Technically speaking, they are separate URLs that may lead to separate resources. For example, Google engine treats them as separate URLs.

That's the reason why opening http://www.python.org/dev/peps/pep-0450 redirects to http://www.python.org/dev/peps/pep-0450/ . HN engine should follow redirect to avoid situations like this.

Technically speaking, there are no equivalent URLs in general, different strings may lead to different resources.

Still, there are a number of common sense heuristics to normalize URLs, that HN applies to do de-duplication. I was wondering what is the rationale for not having trailing slash removal among them. I mean, is there any legitimate website that serves a different resource if you remove the trailing slash?

Per RFC3986/7, http://example.com/%60 and http://example.com/a are equivilant. (Indeed, all major browsers will request the latter regardless of what is input.) Equally, punycode encoded IRIs and the original IRI are equivilance. There is a whole section on equivilance in both of the RFCs (3967 includes 3986 by reference, so is a superset).
Browser equivalence is another thing entirely. Most browsers will accept http://www。google。com (because in Japanese '。' is '.'). But if you tried to request that actual resource it doesn't lead anywhere.

But yeah HN should just use browser equivalence.

But totally undefined and all browsers do their own thing for what's entered in the address bar — there's more consistency in URLs in content, and that doesn't do stuff like normalising '。' but does do the percent-encoded case (for unreserved characters, as the spec says).

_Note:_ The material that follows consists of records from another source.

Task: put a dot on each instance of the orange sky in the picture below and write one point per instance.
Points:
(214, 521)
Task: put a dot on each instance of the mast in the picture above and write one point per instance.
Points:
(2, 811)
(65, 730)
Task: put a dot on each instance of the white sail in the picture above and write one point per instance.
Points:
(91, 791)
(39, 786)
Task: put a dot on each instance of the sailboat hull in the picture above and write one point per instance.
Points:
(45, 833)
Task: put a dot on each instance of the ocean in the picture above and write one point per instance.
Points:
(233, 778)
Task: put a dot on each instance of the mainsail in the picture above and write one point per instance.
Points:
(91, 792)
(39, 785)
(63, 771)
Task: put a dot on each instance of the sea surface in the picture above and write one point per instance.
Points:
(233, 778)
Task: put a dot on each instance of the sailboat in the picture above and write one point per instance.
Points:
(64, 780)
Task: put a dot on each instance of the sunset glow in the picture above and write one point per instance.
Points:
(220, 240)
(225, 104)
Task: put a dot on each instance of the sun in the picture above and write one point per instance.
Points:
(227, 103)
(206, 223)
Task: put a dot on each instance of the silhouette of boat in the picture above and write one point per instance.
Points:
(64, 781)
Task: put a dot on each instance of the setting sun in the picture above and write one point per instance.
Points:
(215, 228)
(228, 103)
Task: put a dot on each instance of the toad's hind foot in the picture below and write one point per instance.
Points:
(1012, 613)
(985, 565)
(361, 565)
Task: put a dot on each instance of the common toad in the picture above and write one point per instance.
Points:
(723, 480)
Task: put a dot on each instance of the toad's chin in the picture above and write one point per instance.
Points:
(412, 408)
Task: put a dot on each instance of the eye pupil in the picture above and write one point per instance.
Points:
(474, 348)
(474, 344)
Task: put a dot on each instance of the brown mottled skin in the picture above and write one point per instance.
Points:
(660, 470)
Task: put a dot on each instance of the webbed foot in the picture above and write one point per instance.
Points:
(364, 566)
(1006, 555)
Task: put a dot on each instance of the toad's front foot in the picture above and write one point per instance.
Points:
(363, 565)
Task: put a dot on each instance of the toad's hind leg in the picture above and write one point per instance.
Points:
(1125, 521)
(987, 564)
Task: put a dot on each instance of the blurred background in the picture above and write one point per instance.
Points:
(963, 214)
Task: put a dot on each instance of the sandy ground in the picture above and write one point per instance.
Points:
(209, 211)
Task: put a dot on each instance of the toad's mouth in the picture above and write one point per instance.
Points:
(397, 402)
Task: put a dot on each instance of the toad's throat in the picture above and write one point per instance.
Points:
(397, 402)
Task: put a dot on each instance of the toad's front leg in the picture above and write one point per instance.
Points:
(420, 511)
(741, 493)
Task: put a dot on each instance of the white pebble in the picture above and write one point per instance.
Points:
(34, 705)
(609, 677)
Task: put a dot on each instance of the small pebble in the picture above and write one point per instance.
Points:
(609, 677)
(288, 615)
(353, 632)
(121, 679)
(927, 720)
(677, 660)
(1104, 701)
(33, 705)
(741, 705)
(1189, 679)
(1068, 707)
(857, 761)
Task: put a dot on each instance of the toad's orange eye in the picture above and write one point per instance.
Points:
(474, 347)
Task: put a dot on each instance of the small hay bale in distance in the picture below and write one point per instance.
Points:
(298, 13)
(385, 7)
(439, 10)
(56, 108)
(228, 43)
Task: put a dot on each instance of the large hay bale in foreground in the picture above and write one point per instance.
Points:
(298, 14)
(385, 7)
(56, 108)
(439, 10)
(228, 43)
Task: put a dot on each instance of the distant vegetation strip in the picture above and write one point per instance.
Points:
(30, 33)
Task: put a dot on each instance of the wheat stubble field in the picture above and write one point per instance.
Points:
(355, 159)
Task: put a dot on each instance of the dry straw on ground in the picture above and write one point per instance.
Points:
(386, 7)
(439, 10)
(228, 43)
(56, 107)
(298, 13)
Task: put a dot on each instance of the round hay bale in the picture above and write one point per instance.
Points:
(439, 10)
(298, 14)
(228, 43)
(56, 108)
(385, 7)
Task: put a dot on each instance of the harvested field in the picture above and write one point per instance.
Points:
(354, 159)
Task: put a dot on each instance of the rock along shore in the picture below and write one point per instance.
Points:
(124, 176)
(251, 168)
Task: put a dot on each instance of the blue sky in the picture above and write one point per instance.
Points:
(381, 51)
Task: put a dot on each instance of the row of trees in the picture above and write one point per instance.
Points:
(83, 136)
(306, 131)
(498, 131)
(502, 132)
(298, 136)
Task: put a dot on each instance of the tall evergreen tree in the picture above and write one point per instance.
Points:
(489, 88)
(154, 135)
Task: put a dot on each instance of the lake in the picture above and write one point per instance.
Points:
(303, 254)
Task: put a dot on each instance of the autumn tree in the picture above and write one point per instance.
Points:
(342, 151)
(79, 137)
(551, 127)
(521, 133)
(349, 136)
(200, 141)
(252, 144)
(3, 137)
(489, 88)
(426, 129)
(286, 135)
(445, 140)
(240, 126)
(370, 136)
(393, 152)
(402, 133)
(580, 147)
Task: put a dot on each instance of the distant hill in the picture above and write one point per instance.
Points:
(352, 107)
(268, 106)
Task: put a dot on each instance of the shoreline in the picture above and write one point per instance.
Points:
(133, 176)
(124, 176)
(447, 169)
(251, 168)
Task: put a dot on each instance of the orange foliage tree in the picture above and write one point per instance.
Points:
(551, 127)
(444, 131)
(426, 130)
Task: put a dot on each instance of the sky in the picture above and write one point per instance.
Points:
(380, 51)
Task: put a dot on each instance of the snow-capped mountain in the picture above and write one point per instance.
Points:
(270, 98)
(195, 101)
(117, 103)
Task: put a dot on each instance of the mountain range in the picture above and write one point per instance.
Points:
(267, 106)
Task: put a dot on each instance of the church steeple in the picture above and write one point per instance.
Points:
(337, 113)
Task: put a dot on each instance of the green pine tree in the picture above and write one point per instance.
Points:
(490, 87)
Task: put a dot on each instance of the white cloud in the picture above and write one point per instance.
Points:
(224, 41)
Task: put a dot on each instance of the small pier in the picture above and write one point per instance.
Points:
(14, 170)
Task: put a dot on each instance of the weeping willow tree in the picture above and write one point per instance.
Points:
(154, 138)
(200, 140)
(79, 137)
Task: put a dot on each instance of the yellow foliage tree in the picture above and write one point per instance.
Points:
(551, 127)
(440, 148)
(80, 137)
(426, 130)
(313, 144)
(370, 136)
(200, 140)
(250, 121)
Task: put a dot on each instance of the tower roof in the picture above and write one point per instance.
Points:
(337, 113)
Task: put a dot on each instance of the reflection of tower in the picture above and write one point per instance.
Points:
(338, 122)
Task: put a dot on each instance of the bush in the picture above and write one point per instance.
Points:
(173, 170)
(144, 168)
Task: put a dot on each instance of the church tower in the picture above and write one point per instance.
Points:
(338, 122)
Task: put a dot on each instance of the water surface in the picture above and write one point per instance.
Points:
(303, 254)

Following what the spec says for eqivilance makes sense, at least. Anything drastic is technically treating distinct URLs as equivilant.

Without actually checking redirects, not breaking a few edge cases is much better than a few submissions being duplicated.
Or it could check for a 3xx HTTP status.
I posted an ASK PG [1] about this last month ago and got an angry email from (presumably) a mod. His point was totally valid - that PG 'aint go time fo' that' which is true, but I was just hoping to draw attention to it, as opposed to demand PG drop what he's doing right now and fix it. To be honest, I was quite surprised by the tone of the email.

[1] https://news.ycombinator.com/item?id=5908075

The email wasn't from one of us.
Why should it?

For one, it provides the welcome ability to bring topics up in Hacker News again, where they might get accepted better the second or third time (e.g because more people are online at the time of the second submission).

If the "deduplication algorithm" had "handled this case", then we would only be left with the first submission (a dead discussion), whereas as it is, HN users have now caught on to this PEP news and we have a discussion going on.